The Wall Street Journal Interactive Edition -- November 18, 1996

The Network Glossary:
How to Talk the Talk

 

By DON CLARK

No matter what your business -- big or small, high-tech or low -- there's virtually no escape from computers anymore.

That doesn't mean the jargon has become any easier to understand. In some cases, the same term is used by techno-jocks in different ways in the same sentence. Some terms also change in meaning over time, or become closely associated with the propaganda of one company or group.

To help you talk intelligently about computing, or at least nod knowingly, here's a guide to some essential geek-speak:

Application: This can mean any way a piece of technology is applied. But application usually refers to software designed for a specific purpose. A spreadsheet is an application that adds up numbers; a database is an application that stores data.

Bandwidth: Communications power. Often this is measured by how many thousands or millions of bits of data can be transferred over computer networks in a second. A pipe for data is another useful image -- the bigger the diameter, the faster images or other large data files can pass through.

Bit: The smallest unit of information, which means a one or a zero in the digital world. Eight bits make a byte, the equivalent of a character in a word-processing program. Something that operates at 100 megabits sends 100 million bits of data a second; a gigabyte is a billion bytes of stored data.

Browser: A piece of software that allows PC users to cruise the Internet's World Wide Web. The most popular browsers are made by Netscape Communications Corp. and Microsoft Corp.
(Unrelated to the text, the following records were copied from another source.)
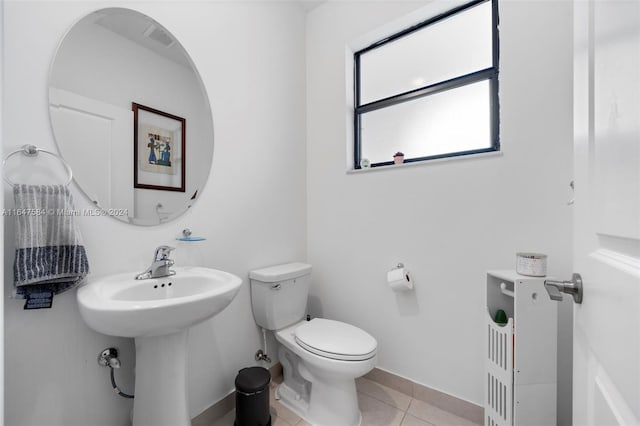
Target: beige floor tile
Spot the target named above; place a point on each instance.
(378, 413)
(409, 420)
(435, 415)
(383, 393)
(227, 420)
(279, 411)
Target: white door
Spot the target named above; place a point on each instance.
(96, 138)
(606, 374)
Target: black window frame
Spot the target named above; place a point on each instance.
(488, 74)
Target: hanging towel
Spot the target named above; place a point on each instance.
(50, 256)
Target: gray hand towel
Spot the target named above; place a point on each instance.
(50, 256)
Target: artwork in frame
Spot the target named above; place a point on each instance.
(159, 149)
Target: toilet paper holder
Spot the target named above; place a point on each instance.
(399, 279)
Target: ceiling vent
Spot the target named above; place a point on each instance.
(159, 35)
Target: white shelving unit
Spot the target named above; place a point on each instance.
(520, 386)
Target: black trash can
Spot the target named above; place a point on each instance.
(252, 397)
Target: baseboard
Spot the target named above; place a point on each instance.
(450, 403)
(226, 404)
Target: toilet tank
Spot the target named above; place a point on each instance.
(279, 294)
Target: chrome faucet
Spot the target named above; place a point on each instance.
(161, 265)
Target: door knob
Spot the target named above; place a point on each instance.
(573, 287)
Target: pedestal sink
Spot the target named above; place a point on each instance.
(157, 312)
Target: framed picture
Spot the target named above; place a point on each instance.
(159, 149)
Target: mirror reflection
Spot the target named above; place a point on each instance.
(131, 117)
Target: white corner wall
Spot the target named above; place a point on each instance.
(448, 222)
(252, 211)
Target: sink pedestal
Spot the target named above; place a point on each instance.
(161, 381)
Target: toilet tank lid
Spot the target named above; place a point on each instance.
(283, 272)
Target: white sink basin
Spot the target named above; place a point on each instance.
(158, 313)
(120, 305)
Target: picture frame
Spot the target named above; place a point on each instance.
(159, 147)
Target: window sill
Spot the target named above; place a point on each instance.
(427, 162)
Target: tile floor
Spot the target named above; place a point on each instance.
(380, 406)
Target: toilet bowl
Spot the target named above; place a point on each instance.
(330, 363)
(321, 358)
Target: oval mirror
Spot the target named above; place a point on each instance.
(131, 116)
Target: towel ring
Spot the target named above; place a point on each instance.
(31, 151)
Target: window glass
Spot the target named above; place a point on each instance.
(447, 122)
(458, 45)
(429, 91)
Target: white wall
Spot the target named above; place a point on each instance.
(252, 211)
(448, 222)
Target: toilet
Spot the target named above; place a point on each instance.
(320, 358)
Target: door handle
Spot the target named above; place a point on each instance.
(573, 287)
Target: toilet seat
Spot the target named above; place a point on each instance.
(335, 340)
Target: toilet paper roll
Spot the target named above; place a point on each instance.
(399, 279)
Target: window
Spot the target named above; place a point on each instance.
(430, 91)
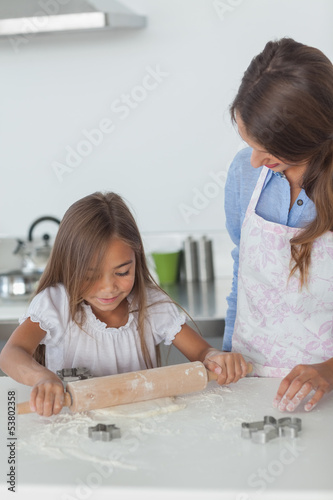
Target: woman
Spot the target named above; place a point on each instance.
(279, 213)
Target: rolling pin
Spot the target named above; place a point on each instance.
(132, 387)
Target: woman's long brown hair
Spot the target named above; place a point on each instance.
(82, 239)
(286, 103)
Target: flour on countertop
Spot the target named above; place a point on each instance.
(160, 426)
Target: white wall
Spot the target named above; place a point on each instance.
(53, 87)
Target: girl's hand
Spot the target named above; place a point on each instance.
(300, 382)
(229, 366)
(47, 396)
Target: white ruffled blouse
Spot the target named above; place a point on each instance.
(103, 350)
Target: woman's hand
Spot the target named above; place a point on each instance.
(229, 366)
(47, 396)
(300, 382)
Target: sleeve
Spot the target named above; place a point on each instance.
(165, 318)
(240, 183)
(50, 308)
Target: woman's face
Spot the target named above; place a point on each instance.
(260, 156)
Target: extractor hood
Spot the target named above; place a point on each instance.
(23, 17)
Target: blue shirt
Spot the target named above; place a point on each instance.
(273, 205)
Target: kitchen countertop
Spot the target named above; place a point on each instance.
(196, 452)
(202, 300)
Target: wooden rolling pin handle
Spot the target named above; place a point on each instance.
(213, 376)
(23, 408)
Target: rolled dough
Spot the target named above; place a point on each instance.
(143, 409)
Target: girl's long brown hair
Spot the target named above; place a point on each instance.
(286, 103)
(83, 237)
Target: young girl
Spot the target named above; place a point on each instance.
(280, 216)
(97, 306)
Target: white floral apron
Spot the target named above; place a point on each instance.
(277, 325)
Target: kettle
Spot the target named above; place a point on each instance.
(34, 259)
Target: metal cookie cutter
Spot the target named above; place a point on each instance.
(103, 432)
(270, 428)
(73, 374)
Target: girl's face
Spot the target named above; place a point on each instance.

Client: A computer used to make requests for data from a larger computer. Clients most often are PCs, but they can also be laptops, handheld machines or hefty machines called workstations. Confusingly, the term is also applied to the software that runs PCs.

Client-server: A corporate computing trend that is gradually replacing the old way of conducting business -- large mainframe computers connected to terminals. In the new arrangement, company software applications run on a midrange computer (the server) that is connected over networks to PCs (clients). (See server.)

Enterprise: A synonym for business, mainly big business. The enterprise computing market is typically the corporations that buy hardware and software and use them to run their operations.

Extranet: One of the newest entries in the lexicon, believed to be a coinage of network pioneer Robert Metcalfe. Using the common format of the World Wide Web, companies, their customers and suppliers exchange data electronically rather than sending paper-based information back and forth.

Intranet: The corporate equivalent of the Web. Companies are storing key forms and documents on Web sites inside their operations, making it easy for employees to find information using standard Web browsers, not special-purpose database programs.

IP: Short for Internet Protocol. Protocols are the technical language and ground rules that form the basis for computerized communication. The Internet is all networks that speak IP (more formally known as TCP/IP).

Java: A programming language from Sun Microsystems Inc. that broke on the Web scene last year. Java makes it easier to create programs that are written once and then can run on any computer (so long as it has a special piece of translating software, called a virtual machine). Java inspired ''applets'' -- tiny application programs that are electronically downloaded to PCs or other devices as needed.

Legacy: An adjective that refers to technology associated with old corporate programs, such as those on mainframes. Increasingly used as a put-down, the opposite of cutting edge.

NC: Short for network computer. Oracle Corp. CEO Larry Ellison popularized this term for a simple device connected to the Internet that can do many tasks associated with PCs, but for a fraction of the cost.

Open: The most loaded term in corporate computing. As the opposite of ''proprietary,'' open refers to software and hardware made from published specifications that anyone can copy -- so customers have choice among multiple suppliers that compete on price and innovation. Most high-tech companies define it so their products are open and their rivals' are closed.

Operating system: The software that handles fundamental housekeeping chores for computers, such as storing programs and printing.

Platform: Another word with many meanings. A platform can be a chip, a computer, an operating system, an application -- or any combination of them. But it usually refers to a collection of technology that software companies use in making new products.

Server: A midrange computer that stores files and programs used by other machines, or clients. Again confusingly, server is also used to refer to the software that runs on such computers.

Solutions: Equally abused and ambiguous. Solution is used by companies when they want to make it sound like they are selling an ingeniously integrated collection of hardware, software and expertise that solves a corporate problem. An airline reservation system could be called a solution -- or a bunch of computers and programs.

Structured: This adjective describes how data are stored and used at companies. Travel agents, for example, type information into designated spaces on electronic forms on their computer screens that are connected to database programs. That structures, or categorizes, the information so it can be searched and sorted using such criteria as a customer's name or destination. The Web, in contrast, stores data in an unstructured way that limits the kinds of searches that can be performed.

--Mr. Clark is a staff reporter in The Wall Street Journal's San Francisco bureau.